The fiction category got a small boost of 2.81% in units sold and a 9.13% in the dollar value of those sales during the quarter. BookNet CEO Noah Genner said that the sales spike of E.L. James Fifty Shades of Grey series began to have an effect in this quarter’s figures.

The juvenile category had a similar but even bigger difference in it figures. The number of books sold was up just 0.84%, but by 13.53% in terms of value over last year’s Q2 sales. Genner said sales of The Hunger Games series were an important part of the numbers in this quarter in both 2011 and 2012. Last year, the third book was released in this quarter, and this year sales were buoyed by the release of the movie.
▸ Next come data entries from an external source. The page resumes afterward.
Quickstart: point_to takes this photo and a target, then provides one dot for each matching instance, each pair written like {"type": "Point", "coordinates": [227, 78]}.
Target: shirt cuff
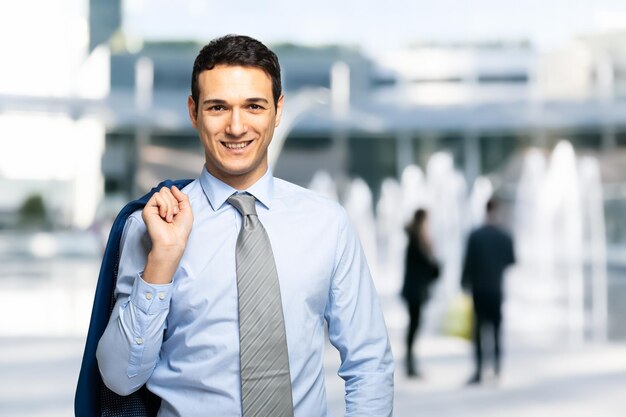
{"type": "Point", "coordinates": [150, 298]}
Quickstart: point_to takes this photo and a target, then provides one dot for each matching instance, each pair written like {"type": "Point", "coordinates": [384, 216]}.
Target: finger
{"type": "Point", "coordinates": [179, 195]}
{"type": "Point", "coordinates": [160, 205]}
{"type": "Point", "coordinates": [169, 202]}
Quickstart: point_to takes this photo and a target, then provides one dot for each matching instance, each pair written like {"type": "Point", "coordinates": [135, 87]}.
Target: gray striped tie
{"type": "Point", "coordinates": [265, 378]}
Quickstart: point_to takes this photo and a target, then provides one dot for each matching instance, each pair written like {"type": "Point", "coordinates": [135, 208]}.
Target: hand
{"type": "Point", "coordinates": [169, 219]}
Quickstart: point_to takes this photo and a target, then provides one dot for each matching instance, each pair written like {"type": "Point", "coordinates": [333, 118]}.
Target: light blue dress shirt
{"type": "Point", "coordinates": [182, 339]}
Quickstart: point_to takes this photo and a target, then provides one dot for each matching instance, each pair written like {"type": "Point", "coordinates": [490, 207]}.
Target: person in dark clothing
{"type": "Point", "coordinates": [420, 272]}
{"type": "Point", "coordinates": [489, 252]}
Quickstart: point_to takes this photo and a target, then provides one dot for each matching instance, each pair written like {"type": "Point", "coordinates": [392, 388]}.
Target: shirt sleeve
{"type": "Point", "coordinates": [129, 348]}
{"type": "Point", "coordinates": [356, 327]}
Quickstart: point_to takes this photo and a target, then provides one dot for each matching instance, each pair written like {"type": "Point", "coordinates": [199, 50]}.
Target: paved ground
{"type": "Point", "coordinates": [38, 375]}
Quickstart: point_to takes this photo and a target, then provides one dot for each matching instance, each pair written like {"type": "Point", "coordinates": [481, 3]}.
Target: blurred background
{"type": "Point", "coordinates": [389, 107]}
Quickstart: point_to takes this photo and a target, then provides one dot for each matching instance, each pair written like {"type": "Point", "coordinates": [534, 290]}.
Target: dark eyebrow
{"type": "Point", "coordinates": [213, 101]}
{"type": "Point", "coordinates": [257, 100]}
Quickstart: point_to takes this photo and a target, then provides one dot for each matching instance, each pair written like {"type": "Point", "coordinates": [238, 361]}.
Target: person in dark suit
{"type": "Point", "coordinates": [421, 270]}
{"type": "Point", "coordinates": [489, 252]}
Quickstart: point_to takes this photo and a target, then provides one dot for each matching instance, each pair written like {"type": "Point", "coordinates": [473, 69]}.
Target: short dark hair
{"type": "Point", "coordinates": [236, 50]}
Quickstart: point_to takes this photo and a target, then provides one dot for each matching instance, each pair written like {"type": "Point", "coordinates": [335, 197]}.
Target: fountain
{"type": "Point", "coordinates": [556, 231]}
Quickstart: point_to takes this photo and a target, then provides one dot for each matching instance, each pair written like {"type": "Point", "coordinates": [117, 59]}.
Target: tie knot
{"type": "Point", "coordinates": [244, 203]}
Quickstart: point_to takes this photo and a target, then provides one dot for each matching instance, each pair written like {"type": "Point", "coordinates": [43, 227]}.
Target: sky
{"type": "Point", "coordinates": [375, 25]}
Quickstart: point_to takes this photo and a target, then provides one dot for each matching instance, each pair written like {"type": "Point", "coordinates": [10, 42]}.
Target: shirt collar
{"type": "Point", "coordinates": [217, 192]}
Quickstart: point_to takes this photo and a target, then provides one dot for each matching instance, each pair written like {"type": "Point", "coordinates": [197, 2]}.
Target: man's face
{"type": "Point", "coordinates": [235, 120]}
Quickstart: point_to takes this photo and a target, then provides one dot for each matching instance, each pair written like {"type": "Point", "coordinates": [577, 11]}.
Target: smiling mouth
{"type": "Point", "coordinates": [236, 145]}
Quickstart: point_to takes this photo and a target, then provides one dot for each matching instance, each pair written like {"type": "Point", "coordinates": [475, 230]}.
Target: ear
{"type": "Point", "coordinates": [193, 114]}
{"type": "Point", "coordinates": [279, 109]}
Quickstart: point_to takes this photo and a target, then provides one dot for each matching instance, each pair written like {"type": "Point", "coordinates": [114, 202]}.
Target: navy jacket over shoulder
{"type": "Point", "coordinates": [93, 398]}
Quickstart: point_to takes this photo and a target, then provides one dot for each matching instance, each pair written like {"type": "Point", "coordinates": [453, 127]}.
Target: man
{"type": "Point", "coordinates": [489, 252]}
{"type": "Point", "coordinates": [184, 270]}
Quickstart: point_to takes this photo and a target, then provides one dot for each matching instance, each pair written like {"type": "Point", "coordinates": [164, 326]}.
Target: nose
{"type": "Point", "coordinates": [236, 125]}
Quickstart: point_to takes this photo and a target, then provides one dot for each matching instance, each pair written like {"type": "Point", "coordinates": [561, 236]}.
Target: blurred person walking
{"type": "Point", "coordinates": [489, 252]}
{"type": "Point", "coordinates": [420, 271]}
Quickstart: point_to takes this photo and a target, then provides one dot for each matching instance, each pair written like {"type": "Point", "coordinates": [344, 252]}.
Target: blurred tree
{"type": "Point", "coordinates": [33, 214]}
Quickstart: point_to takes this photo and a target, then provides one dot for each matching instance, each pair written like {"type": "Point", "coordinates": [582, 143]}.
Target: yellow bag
{"type": "Point", "coordinates": [459, 319]}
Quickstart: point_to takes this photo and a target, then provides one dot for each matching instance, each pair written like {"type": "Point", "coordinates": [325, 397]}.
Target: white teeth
{"type": "Point", "coordinates": [239, 145]}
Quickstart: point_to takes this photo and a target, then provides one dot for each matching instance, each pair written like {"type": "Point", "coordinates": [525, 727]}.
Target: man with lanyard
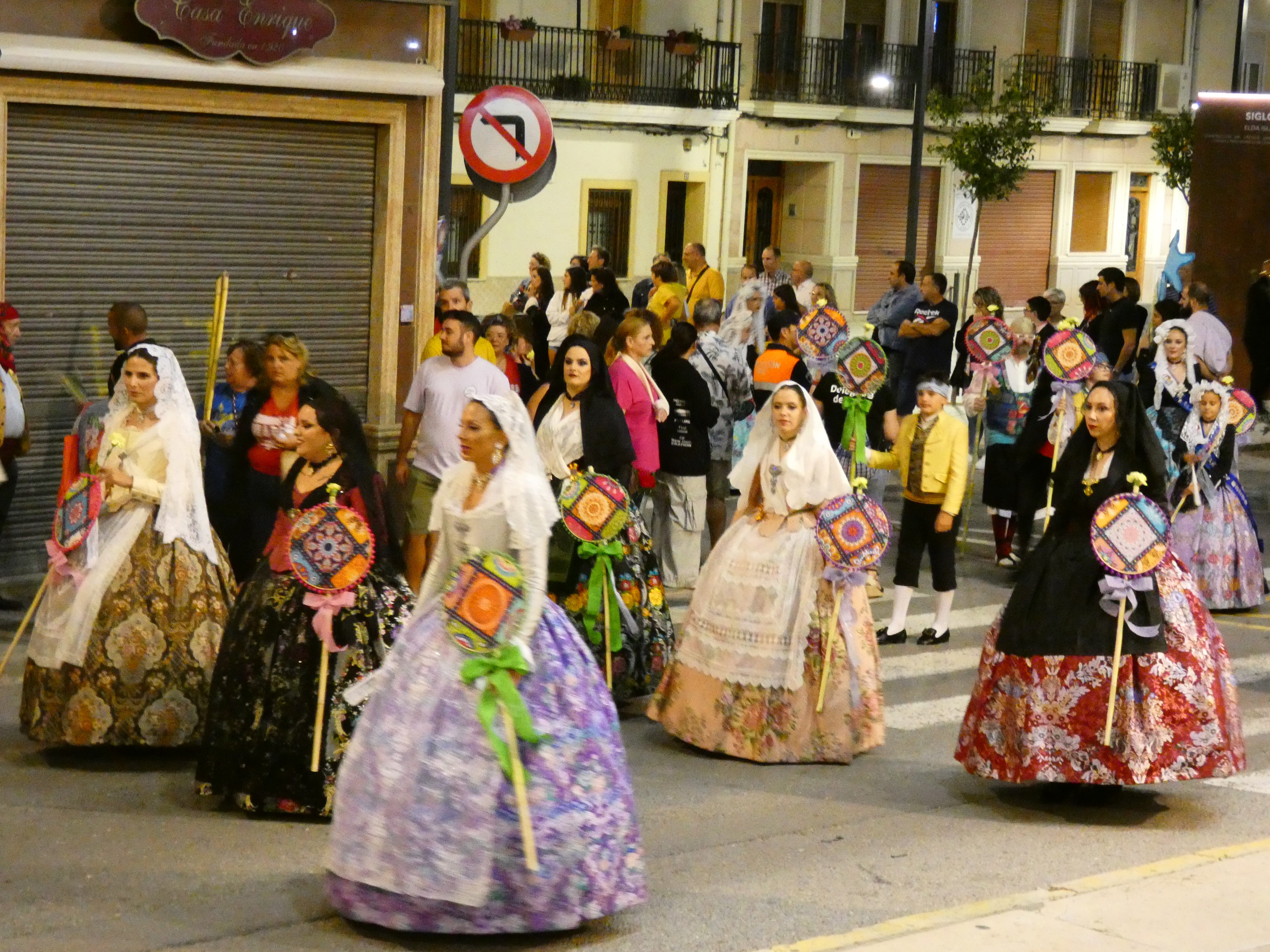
{"type": "Point", "coordinates": [892, 310]}
{"type": "Point", "coordinates": [780, 362]}
{"type": "Point", "coordinates": [930, 339]}
{"type": "Point", "coordinates": [1118, 334]}
{"type": "Point", "coordinates": [704, 282]}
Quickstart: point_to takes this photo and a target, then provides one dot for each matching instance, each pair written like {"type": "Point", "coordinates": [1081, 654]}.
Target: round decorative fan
{"type": "Point", "coordinates": [484, 600]}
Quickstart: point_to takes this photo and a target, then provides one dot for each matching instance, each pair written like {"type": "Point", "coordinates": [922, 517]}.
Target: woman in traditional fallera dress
{"type": "Point", "coordinates": [261, 719]}
{"type": "Point", "coordinates": [580, 423]}
{"type": "Point", "coordinates": [1215, 534]}
{"type": "Point", "coordinates": [426, 835]}
{"type": "Point", "coordinates": [126, 657]}
{"type": "Point", "coordinates": [1039, 708]}
{"type": "Point", "coordinates": [747, 669]}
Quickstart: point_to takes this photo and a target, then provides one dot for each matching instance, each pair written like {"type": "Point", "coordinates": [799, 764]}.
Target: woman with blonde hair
{"type": "Point", "coordinates": [639, 397]}
{"type": "Point", "coordinates": [266, 442]}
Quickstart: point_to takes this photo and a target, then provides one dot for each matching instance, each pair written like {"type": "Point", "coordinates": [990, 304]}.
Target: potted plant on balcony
{"type": "Point", "coordinates": [617, 41]}
{"type": "Point", "coordinates": [576, 87]}
{"type": "Point", "coordinates": [684, 43]}
{"type": "Point", "coordinates": [517, 30]}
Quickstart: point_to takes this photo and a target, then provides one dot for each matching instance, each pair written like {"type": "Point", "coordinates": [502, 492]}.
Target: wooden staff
{"type": "Point", "coordinates": [216, 339]}
{"type": "Point", "coordinates": [1137, 480]}
{"type": "Point", "coordinates": [522, 795]}
{"type": "Point", "coordinates": [831, 638]}
{"type": "Point", "coordinates": [322, 708]}
{"type": "Point", "coordinates": [1053, 466]}
{"type": "Point", "coordinates": [26, 620]}
{"type": "Point", "coordinates": [609, 639]}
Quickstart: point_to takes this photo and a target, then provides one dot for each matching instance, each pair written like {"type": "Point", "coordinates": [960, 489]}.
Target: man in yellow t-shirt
{"type": "Point", "coordinates": [453, 296]}
{"type": "Point", "coordinates": [704, 282]}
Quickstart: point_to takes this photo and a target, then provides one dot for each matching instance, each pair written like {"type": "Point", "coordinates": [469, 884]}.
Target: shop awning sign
{"type": "Point", "coordinates": [260, 31]}
{"type": "Point", "coordinates": [506, 135]}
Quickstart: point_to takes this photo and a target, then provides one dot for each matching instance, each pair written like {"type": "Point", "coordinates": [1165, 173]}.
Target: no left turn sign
{"type": "Point", "coordinates": [506, 134]}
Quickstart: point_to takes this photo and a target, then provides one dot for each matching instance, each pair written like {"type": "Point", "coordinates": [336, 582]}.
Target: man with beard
{"type": "Point", "coordinates": [437, 399]}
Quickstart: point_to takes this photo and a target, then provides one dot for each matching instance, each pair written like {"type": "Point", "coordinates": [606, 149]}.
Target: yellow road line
{"type": "Point", "coordinates": [925, 922]}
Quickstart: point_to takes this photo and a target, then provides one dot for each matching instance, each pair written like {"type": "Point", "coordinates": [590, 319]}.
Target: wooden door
{"type": "Point", "coordinates": [763, 215]}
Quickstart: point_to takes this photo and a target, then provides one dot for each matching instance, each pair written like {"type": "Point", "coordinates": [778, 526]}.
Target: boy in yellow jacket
{"type": "Point", "coordinates": [931, 458]}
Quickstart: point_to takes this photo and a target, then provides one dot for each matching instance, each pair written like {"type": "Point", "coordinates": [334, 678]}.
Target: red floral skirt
{"type": "Point", "coordinates": [1177, 714]}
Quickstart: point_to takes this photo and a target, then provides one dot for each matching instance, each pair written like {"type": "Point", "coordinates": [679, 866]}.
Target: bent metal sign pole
{"type": "Point", "coordinates": [510, 152]}
{"type": "Point", "coordinates": [260, 31]}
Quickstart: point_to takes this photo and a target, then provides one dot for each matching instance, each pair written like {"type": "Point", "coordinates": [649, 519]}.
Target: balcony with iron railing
{"type": "Point", "coordinates": [1090, 89]}
{"type": "Point", "coordinates": [599, 67]}
{"type": "Point", "coordinates": [825, 72]}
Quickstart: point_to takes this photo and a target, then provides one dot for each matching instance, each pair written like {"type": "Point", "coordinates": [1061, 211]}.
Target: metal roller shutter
{"type": "Point", "coordinates": [882, 220]}
{"type": "Point", "coordinates": [1015, 240]}
{"type": "Point", "coordinates": [108, 205]}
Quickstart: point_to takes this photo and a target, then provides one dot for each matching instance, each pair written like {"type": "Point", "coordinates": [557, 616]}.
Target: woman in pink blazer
{"type": "Point", "coordinates": [638, 395]}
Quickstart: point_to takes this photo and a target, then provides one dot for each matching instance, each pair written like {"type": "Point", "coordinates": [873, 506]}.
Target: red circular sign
{"type": "Point", "coordinates": [506, 134]}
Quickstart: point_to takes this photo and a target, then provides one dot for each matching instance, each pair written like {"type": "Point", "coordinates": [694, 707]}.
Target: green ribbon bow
{"type": "Point", "coordinates": [854, 426]}
{"type": "Point", "coordinates": [599, 590]}
{"type": "Point", "coordinates": [497, 669]}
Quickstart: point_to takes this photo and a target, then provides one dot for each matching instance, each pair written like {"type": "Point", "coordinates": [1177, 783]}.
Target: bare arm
{"type": "Point", "coordinates": [406, 444]}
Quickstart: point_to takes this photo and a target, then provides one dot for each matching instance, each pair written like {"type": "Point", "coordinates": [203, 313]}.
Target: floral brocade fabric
{"type": "Point", "coordinates": [775, 725]}
{"type": "Point", "coordinates": [149, 663]}
{"type": "Point", "coordinates": [263, 705]}
{"type": "Point", "coordinates": [1177, 715]}
{"type": "Point", "coordinates": [648, 649]}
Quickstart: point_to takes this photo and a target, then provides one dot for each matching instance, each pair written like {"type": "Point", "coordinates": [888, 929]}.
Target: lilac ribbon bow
{"type": "Point", "coordinates": [1114, 590]}
{"type": "Point", "coordinates": [60, 564]}
{"type": "Point", "coordinates": [327, 607]}
{"type": "Point", "coordinates": [986, 375]}
{"type": "Point", "coordinates": [836, 577]}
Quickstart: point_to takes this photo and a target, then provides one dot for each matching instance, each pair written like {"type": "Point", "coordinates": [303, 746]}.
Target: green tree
{"type": "Point", "coordinates": [990, 140]}
{"type": "Point", "coordinates": [1173, 139]}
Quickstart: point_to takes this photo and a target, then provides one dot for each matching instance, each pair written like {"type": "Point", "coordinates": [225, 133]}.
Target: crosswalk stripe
{"type": "Point", "coordinates": [926, 714]}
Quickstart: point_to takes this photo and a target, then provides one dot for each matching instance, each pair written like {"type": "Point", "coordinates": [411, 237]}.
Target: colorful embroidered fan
{"type": "Point", "coordinates": [1070, 355]}
{"type": "Point", "coordinates": [1129, 535]}
{"type": "Point", "coordinates": [853, 532]}
{"type": "Point", "coordinates": [593, 507]}
{"type": "Point", "coordinates": [1244, 412]}
{"type": "Point", "coordinates": [77, 515]}
{"type": "Point", "coordinates": [863, 367]}
{"type": "Point", "coordinates": [484, 601]}
{"type": "Point", "coordinates": [332, 548]}
{"type": "Point", "coordinates": [989, 339]}
{"type": "Point", "coordinates": [822, 333]}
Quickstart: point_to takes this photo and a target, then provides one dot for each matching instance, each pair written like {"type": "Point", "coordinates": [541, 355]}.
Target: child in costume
{"type": "Point", "coordinates": [931, 458]}
{"type": "Point", "coordinates": [1215, 532]}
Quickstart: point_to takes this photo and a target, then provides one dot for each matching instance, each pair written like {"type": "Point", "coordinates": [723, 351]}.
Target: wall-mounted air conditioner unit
{"type": "Point", "coordinates": [1174, 92]}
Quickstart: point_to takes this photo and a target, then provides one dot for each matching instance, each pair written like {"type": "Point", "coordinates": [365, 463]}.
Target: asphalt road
{"type": "Point", "coordinates": [115, 853]}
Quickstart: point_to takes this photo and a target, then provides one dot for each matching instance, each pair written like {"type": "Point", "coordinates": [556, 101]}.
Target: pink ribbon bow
{"type": "Point", "coordinates": [61, 565]}
{"type": "Point", "coordinates": [986, 376]}
{"type": "Point", "coordinates": [327, 607]}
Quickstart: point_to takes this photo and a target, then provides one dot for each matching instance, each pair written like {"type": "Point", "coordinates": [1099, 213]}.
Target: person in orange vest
{"type": "Point", "coordinates": [780, 362]}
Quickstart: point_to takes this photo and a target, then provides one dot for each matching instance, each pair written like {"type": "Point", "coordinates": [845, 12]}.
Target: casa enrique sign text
{"type": "Point", "coordinates": [260, 31]}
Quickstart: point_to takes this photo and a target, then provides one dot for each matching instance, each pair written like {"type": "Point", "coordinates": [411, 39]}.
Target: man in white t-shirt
{"type": "Point", "coordinates": [437, 399]}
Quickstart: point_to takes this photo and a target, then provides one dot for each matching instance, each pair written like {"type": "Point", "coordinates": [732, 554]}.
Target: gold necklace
{"type": "Point", "coordinates": [1096, 458]}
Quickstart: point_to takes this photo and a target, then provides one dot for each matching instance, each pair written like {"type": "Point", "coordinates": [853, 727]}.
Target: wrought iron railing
{"type": "Point", "coordinates": [558, 63]}
{"type": "Point", "coordinates": [1094, 89]}
{"type": "Point", "coordinates": [860, 73]}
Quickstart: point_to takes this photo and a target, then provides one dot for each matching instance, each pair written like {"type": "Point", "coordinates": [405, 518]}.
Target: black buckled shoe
{"type": "Point", "coordinates": [930, 638]}
{"type": "Point", "coordinates": [900, 638]}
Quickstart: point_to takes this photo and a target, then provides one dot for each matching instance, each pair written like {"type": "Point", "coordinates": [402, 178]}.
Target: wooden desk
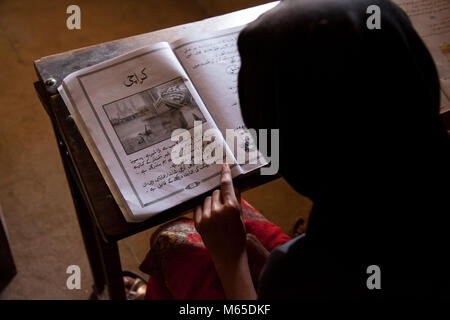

He noted that sales of higher priced items such as a box of The Hunger Games helped raise the value of sales.

Nonfiction was down significantly from 2011 — by 9.59% in books sold and by 10.77% in dollars. Genner noted that this quarter’s non-iction category lacks a big bestselling hit like last year’s biography of Steve Jobs by Walter Isaacson.

BookNet Canada’s sales data is based on year-over-year sales from a fixed panel of 665 retail locations, a subset of 1,600 reporting stores across Canada. It tracks about 75% of the Canadian book market.